It's been said that yoga is a practice. Yet I get frustrated the first time when I can't be at the advanced level.
When I start a new job, I want to already be the subject expert. Not because I think I know everything. I don't even expect that I'll know it all.. I just want to know the big picture and how things fit together, and the scope of what I don't know. ...so, I pretty much want to know it all. ;)
When I make mistakes, I've been very hard on myself in the past. I've been brutal sometimes. But I'm getting better. I expect a lot from myself.
And that expectation makes it easier to quit if I don't live up to my expectations. Rather than suffer through the humiliation of not living up to my potential, I have chosen to avoid it altogether.
That's how I avoided consistent strength training for over 4 years, even after I knew better. Even after I thought I WANTED to do it. Even after I said I would, time and again. It was hard, confusing.. I made it harder by believing I didn't know what to do. I had small efforts, even some success - did 200 squats on one program, worked up to 100 wall-push-ups. But it wasn't rewarding fast enough, I held back, not wanting to hurt myself.
But in my CrossFit class, twice weekly, I fail again and again. I hold a plank until my arm will not hold me up any more. I do more burpees than I possibly can, even when it feels like I'm crawling at the end and not doing them very well, my face hot and lobster-red with stray hair plastered to it. I focus on my counting instead of how I might look even though I weigh more than anyone else in the class, because the bigger guys quit a few months ago.
And my friend saved me from quitting with the simple phrase "Good job." Even if I was struggling, he'd yell out that encouragement from across the room. I RAILED against it. First with frustrated denial, outright rejection.

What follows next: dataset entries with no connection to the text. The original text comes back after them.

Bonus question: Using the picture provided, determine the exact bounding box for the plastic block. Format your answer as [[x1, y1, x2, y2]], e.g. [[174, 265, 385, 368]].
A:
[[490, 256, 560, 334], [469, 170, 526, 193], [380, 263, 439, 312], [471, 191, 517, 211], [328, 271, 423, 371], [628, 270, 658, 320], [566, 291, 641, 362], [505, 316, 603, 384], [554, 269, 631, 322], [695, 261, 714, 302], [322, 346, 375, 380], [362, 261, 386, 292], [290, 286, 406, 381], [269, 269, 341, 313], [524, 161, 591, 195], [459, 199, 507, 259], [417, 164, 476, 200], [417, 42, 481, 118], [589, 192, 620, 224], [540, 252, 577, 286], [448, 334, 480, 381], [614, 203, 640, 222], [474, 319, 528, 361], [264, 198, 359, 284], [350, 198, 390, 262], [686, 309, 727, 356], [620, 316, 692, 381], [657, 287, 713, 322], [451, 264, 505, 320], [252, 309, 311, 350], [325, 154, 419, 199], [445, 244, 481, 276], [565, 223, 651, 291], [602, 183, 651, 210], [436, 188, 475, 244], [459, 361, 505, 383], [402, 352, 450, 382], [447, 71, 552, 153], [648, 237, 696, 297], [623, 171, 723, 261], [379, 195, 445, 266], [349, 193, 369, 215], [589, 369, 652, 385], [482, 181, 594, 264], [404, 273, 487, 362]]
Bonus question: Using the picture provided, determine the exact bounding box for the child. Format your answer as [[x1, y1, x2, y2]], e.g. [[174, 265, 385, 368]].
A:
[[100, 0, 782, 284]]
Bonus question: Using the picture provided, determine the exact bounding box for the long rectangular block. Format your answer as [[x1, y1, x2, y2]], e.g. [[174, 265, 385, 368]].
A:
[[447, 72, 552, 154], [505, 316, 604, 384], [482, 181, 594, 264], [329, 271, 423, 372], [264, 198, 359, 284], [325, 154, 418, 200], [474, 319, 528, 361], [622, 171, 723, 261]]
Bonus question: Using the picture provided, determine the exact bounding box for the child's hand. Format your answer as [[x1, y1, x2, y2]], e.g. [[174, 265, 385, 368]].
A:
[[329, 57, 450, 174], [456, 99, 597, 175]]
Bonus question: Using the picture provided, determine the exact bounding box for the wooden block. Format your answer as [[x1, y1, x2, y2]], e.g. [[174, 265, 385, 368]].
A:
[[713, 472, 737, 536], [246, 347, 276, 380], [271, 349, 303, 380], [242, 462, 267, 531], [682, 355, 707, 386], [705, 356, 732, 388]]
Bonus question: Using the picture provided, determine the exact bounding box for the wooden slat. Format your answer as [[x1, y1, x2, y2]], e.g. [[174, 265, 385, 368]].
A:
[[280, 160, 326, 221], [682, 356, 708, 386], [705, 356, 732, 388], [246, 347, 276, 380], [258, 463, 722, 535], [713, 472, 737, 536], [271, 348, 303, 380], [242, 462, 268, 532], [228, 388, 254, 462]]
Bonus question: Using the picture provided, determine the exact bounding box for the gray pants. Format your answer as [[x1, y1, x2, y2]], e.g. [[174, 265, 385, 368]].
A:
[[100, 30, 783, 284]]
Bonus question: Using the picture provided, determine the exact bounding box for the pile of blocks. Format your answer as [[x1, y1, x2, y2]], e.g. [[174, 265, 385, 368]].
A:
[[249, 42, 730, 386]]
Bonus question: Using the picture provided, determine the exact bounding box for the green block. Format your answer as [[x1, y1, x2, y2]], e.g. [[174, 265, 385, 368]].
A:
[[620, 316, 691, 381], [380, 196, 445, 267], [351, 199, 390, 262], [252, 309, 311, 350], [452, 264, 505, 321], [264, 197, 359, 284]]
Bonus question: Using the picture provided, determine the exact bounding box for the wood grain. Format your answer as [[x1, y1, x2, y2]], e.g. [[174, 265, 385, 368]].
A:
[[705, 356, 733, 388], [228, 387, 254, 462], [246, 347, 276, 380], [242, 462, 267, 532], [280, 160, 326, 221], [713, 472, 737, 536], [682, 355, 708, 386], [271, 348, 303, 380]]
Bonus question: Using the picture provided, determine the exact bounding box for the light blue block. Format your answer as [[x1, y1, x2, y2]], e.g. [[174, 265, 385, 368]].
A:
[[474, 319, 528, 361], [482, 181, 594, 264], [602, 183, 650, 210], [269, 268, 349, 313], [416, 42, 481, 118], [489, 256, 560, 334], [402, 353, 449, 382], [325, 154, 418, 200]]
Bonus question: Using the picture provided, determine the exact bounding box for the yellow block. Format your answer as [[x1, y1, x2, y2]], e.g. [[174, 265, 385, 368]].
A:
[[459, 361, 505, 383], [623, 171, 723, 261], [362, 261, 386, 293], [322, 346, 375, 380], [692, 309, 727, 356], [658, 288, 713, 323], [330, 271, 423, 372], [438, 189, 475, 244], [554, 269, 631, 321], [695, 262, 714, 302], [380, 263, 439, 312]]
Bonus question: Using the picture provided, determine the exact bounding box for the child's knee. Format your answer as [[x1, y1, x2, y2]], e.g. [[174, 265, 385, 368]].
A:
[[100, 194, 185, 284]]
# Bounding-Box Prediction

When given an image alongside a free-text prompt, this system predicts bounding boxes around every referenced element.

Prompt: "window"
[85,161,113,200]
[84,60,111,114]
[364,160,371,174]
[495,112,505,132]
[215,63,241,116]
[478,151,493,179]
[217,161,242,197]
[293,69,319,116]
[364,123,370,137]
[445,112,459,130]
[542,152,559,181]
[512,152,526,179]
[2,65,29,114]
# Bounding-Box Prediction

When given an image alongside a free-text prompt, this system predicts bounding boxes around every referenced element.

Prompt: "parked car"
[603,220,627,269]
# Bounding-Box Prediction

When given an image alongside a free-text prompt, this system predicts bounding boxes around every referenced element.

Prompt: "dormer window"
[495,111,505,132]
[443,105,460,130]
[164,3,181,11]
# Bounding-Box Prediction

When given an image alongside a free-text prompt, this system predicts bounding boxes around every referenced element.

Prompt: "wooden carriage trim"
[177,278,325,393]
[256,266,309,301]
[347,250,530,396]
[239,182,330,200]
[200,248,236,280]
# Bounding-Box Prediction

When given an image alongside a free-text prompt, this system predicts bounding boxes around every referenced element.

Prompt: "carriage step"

I thought about all of the ways I wasn't doing what *I* classified as a "good job". I'd want to get mad, but have to save my energy for my physical effort. Eventually, I couldn't afford to get mad. And I started nodding, or trying to acknowledge it aloud, even if I didn't have the breath (it sounded like "Ughf").
Then I noticed that he said it when I was struggling. It confused me until I realized that it also took me out of any negative thoughts I was building for not performing like a super athlete, and I'd try again.
I learned to be a little easier on myself. I learned to accept that I was doing a good job. And by slowing down my own expectations, I learned that I really was doing a good job.
In order for my class to be as effective as possible, it needs to be more challenging than I can handle. It will ALwAYs be that challenging, not because I'm terrible or "suck", but increasing the difficulty to be slightly ahead of my ability builds my body to handle more and more, and become more efficient.
So I've redefined my "good job" to include good effort. Continuous effort, the kind that drives me toward my goals, is my objective, not being the super-performing athlete.
And yet, that is exactly what makes me able to do super-athlete things, the things I felt were impossible before. I thought I was strong before, but I keep getting stronger.
And more confident.
And self assured, knowing that even if I can't do this right this very second, I will one day. I will work up to it. There is nothing wrong with that. How perfect is that?